Kenapa Anda memilih Nicholas Saputra sebagai pemeran utama? Sebenarnya, ada 15 orang yang ikut casting sebagai Joni. Tapi, hanya Nico yang cocok. Dia sangat berbeda sekali dengan peran sebelumnya. Pokoknya, dia beda banget di Janji Joni.
Bagaimana Anda menanggapi beberapa pendapat yang mengatakan, film JJ merupakan hasil plagiat? Bagaimana bisa dikatakan seperti itu? Filmnya aja belum diputar. Coba deh nonton dulu. Enggak mungkin saya melakukan hal semacam itu. Plagiat, it's the worst thing. Film ini berasal dari ide orisinal saya.

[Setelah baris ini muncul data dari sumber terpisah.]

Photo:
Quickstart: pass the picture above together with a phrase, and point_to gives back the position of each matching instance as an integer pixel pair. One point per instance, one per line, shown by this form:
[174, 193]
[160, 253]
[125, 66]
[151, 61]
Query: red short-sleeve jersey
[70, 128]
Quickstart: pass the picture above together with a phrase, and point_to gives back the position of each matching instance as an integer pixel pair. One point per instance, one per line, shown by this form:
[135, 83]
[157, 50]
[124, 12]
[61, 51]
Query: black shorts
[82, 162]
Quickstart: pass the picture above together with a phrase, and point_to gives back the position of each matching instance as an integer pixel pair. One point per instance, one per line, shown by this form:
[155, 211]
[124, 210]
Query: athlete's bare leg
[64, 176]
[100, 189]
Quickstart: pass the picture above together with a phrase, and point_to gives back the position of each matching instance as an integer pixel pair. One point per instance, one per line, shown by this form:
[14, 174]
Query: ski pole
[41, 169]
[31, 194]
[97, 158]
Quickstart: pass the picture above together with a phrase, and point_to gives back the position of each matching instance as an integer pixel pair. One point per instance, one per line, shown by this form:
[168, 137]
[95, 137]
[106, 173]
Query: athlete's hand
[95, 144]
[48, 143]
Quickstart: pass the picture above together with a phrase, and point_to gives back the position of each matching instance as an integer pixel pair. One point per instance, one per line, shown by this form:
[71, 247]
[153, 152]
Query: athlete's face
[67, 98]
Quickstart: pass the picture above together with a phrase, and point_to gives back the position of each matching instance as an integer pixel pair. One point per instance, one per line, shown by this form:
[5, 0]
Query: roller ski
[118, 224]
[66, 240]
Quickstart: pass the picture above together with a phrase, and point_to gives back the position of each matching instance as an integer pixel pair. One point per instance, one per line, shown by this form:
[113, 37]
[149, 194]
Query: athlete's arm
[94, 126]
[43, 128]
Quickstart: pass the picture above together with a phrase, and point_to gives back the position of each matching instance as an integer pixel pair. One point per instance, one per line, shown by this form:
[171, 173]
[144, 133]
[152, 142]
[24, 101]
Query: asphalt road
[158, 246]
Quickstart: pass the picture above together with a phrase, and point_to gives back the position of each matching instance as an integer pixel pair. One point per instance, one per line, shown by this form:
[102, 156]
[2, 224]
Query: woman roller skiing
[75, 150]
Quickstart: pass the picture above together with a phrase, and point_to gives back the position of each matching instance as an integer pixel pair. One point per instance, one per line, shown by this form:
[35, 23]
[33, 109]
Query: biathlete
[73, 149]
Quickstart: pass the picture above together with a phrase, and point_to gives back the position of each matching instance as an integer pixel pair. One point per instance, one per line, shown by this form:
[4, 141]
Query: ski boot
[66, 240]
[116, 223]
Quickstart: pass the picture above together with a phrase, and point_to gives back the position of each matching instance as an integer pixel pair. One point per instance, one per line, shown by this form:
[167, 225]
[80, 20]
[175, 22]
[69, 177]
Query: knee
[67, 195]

Film apa lagi yang melibatkan Anda? Saya bersama teman pernah menggarap film pendek berjudul Amok. Film ini akan diikutkan ajang FFI (Festival Film Indonesia. Red) pertama setelah lama vakum, 2004 lalu. Saya buat naskah, tapi enggak berani menyutradarainya. Akhirnya, saya kasih teman saya. Dengan dana yang sangat minim, cuma Rp 2,5 juta, kami mulai membuat film pendek itu. Dalam film itu, saya berperan sebagai produser, penulis naskah dan ikutan main juga. Hanya 1,5 hari film itu selesai. Tapi, saya bilang ke temen-temen, film ini enggak usah diikutkan ke FFI, saya malu. Saya memang suka ceritanya, tapi ada beberapa hal yang membuat saya masih merasa kurang puas. Namun, teman-teman tetap ingin film ini diikutkan. Akhirnya satu hari sebelum pendaftaran ditutup, saya daftarkan film itu. Ternyata film saya terpilih menjadi 3 besar Best Picture.

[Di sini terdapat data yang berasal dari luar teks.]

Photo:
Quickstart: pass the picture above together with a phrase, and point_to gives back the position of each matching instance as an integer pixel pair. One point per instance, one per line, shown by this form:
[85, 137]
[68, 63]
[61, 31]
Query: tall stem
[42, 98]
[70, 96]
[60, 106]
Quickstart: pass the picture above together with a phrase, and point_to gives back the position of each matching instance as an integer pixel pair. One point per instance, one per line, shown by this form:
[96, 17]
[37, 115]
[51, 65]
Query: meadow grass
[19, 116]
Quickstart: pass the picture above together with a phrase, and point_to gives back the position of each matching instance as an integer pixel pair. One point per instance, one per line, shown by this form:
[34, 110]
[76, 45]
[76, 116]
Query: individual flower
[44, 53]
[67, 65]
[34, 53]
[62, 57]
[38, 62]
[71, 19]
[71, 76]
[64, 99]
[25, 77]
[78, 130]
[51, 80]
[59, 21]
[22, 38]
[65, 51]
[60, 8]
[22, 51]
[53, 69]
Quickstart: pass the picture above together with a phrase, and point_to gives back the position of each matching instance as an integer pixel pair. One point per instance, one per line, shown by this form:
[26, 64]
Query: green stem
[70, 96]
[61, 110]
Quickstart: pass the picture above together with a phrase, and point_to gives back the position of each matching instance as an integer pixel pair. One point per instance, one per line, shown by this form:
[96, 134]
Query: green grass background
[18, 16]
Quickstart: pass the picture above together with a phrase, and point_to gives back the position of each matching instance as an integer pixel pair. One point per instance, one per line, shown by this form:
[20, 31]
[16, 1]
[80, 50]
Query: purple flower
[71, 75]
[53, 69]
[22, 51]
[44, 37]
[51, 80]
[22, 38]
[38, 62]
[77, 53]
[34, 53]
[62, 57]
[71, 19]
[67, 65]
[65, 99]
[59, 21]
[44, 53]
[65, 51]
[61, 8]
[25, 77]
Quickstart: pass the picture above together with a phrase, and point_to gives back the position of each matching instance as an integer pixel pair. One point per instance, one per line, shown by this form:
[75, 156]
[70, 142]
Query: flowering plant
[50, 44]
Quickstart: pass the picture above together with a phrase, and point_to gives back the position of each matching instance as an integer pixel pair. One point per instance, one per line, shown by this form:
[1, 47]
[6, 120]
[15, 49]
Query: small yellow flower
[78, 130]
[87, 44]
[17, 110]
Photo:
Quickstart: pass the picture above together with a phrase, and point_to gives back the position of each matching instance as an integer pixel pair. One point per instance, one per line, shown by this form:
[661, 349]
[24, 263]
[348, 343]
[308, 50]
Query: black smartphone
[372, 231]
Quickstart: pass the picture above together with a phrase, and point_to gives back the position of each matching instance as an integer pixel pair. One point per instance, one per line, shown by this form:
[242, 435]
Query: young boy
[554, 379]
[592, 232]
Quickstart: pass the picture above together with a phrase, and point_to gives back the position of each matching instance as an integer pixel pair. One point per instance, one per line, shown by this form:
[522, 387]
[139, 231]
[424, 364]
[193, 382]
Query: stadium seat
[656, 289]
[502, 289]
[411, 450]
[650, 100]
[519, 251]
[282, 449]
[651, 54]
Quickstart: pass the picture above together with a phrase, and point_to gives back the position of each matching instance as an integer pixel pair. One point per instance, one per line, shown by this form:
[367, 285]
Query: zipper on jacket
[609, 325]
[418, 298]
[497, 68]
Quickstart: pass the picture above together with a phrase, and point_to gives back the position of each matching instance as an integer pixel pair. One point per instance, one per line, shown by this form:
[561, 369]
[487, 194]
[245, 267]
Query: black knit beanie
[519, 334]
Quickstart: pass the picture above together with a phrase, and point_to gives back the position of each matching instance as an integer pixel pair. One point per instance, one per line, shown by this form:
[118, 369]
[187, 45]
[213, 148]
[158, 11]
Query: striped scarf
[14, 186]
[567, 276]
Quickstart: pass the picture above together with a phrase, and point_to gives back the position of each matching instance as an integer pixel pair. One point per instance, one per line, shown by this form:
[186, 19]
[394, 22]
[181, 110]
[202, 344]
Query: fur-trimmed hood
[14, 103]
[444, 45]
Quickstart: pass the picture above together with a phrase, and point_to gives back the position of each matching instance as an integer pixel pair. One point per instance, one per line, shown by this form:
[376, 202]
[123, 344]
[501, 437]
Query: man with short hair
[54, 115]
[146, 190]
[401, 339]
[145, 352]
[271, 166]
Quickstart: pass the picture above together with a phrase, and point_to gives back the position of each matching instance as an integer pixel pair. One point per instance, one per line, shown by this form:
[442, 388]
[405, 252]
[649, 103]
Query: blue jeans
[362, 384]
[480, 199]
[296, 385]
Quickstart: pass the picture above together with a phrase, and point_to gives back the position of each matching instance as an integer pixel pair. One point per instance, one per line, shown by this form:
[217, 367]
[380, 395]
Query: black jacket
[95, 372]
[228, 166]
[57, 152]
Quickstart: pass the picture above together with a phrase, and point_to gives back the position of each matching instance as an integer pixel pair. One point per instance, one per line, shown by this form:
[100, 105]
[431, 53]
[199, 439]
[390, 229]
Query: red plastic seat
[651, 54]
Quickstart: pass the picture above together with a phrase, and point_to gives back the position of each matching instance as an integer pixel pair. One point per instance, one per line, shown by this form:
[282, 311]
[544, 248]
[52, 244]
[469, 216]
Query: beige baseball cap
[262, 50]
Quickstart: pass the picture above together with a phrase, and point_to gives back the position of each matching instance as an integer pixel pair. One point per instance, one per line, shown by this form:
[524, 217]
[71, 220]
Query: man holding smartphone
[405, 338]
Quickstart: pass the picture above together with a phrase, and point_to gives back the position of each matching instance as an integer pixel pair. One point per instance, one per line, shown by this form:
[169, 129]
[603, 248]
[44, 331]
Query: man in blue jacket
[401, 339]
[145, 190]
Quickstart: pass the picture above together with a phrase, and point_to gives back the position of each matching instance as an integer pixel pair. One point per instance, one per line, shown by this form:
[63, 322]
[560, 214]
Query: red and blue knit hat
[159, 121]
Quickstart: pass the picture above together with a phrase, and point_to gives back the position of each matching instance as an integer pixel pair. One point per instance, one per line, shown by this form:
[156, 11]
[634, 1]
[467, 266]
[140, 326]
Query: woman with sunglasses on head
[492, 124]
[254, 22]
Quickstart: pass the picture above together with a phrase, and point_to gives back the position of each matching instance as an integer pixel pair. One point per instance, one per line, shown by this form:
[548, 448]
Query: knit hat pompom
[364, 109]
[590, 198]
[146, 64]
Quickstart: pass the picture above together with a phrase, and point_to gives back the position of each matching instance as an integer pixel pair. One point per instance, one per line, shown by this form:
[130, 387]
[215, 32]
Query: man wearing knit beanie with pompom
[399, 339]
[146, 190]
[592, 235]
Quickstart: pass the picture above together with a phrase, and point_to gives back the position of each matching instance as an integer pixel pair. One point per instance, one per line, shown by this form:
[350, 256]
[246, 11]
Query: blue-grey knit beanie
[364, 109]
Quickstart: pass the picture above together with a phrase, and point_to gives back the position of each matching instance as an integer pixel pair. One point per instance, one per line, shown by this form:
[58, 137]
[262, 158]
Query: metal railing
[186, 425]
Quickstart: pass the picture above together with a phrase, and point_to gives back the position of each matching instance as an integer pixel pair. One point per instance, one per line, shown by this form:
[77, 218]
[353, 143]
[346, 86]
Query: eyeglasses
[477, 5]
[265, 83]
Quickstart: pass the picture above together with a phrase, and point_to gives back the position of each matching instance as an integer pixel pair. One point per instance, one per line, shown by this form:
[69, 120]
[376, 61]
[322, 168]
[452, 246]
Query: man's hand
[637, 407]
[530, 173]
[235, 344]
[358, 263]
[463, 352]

Apa rencana Anda berikutnya? Saya ingin membuat sebuah film thriller. Berbeda dengan film sebelumnya, saya sangat puas sekali ketika menulis naskah film ini. Sebenarnya tidak hanya ada thriller, tapi ada juga misterinya, supernatural, dan komik. Judul sementaranya, Death Time. Naskah ini belum saya kasih ke produser mana pun. Jika jadi difilmkan, ini akan menjadi film thriller pertama di Indonesia. Saya yakin, film ini akan sangat bagus.
Bisa Anda kasih sedikit bocoran tentang film ini? Film ini bercerita tentang jurnalis yang underdog. Dia dianggap enggak capable. Jurnalis ini mengidap penyakit bernama narkolepsik. Penyakit ini membuat orang yang mengidapnya mendadak tidur ketika mengalami sesuatu yang sangat menyenangkan atau marah. Suatu hari dia ditugaskan meliput sesuatu yang sangat tidak diinginkan oleh orang lain. Ternyata, sesuatu itu sangat besar.

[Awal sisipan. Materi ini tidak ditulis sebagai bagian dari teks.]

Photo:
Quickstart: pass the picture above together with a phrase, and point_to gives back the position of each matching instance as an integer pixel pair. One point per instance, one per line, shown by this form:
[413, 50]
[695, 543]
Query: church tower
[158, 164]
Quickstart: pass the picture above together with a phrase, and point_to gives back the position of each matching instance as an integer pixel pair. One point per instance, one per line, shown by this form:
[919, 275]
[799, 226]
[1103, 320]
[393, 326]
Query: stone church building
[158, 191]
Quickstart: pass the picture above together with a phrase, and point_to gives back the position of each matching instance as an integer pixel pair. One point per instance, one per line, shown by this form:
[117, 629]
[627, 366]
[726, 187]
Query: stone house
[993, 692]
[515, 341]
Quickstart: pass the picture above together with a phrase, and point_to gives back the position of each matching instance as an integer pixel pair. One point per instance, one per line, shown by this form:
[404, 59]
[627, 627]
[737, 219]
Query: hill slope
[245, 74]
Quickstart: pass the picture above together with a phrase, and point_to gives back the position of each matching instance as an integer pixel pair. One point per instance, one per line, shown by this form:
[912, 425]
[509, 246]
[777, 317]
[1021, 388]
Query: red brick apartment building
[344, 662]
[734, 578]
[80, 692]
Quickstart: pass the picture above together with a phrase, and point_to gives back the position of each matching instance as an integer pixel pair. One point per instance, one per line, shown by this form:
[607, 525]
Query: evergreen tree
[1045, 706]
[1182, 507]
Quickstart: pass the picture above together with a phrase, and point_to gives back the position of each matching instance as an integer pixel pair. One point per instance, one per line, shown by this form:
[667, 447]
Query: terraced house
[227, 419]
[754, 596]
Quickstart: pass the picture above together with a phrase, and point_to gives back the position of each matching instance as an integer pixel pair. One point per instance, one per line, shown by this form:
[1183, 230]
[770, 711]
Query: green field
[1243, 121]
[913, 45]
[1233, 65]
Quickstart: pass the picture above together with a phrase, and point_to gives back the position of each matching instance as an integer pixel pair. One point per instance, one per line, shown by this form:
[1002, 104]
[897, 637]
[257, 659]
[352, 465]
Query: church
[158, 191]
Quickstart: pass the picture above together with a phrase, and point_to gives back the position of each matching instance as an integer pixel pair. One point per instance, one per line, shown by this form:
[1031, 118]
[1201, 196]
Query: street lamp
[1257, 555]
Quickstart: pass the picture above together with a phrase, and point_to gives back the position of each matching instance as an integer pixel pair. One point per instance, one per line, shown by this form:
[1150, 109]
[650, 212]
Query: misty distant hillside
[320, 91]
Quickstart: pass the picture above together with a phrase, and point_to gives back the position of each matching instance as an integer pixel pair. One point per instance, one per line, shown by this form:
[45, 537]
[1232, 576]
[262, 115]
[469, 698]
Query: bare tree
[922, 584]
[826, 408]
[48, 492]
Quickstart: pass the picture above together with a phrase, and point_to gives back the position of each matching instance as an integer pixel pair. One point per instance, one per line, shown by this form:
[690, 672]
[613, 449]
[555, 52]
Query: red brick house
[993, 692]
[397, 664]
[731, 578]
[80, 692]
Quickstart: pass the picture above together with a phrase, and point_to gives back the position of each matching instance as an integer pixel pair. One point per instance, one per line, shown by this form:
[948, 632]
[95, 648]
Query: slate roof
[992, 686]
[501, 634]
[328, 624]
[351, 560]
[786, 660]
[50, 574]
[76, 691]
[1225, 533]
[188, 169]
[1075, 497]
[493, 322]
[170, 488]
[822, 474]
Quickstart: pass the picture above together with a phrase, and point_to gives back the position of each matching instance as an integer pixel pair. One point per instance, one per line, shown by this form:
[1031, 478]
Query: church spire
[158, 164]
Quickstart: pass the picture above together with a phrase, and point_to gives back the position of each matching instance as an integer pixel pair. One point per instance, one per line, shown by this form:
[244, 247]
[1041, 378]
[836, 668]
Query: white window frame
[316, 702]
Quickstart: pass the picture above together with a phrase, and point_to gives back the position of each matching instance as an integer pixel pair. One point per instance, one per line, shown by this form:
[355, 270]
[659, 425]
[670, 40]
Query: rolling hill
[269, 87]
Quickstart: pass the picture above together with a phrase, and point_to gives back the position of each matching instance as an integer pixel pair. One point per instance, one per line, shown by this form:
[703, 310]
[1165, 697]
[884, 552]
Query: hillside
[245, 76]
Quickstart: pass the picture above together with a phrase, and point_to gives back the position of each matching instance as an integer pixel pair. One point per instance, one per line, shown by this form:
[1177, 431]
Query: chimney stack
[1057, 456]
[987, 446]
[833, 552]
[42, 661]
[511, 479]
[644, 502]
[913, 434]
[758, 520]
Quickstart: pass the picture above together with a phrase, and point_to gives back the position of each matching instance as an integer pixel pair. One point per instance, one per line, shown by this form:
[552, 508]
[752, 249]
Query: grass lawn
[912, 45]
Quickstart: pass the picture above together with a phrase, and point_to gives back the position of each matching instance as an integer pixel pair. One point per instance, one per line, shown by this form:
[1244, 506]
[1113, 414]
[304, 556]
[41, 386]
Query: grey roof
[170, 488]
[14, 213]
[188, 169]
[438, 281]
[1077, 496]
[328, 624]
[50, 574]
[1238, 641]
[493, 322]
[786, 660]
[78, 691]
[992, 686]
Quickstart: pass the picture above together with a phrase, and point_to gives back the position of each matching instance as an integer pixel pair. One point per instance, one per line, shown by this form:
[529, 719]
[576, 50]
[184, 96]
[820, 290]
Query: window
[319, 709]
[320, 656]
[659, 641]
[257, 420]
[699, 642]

Bagaimana, sih, cara Anda membuat naskah sebuah film? Apakah perlu mengasingkan diri? Saat membuat naskah, saya engak suka di ruang tertutup. Saya suka mengamati wajah-wajah orang. Itu kenapa, saya punya meja khusus di kafe langganan saya di Citos (Cilandak Town Square. Red). Di situ, tempat saya biasa menulis naskah. Yang jelas, ketika membuat naskah, itu karena I have something to tell. Bukan karena melihat kecenderungan pasar. Setiap kali membuat film saya berusaha membuatnya sekomunikatif mungkin. Gampang diakses oleh setiap orang. Kalau kemudian jadi box office atau apa, saya enggak pernah memikirkan seperti itu. Sepertinya Anda tidak mengkhususkan diri untuk jenis film tertentu, ya? Iya. Sekarang saja, saya sedang menyelesaikan naskah comedy adventure dan sebuah film drama. Saya enggak mau mengkhususkan diri untuk menulis naskah film tertentu. Saya punya janji pada diri sendiri untuk tidak membuat film dari genre yang sama secara berurutan.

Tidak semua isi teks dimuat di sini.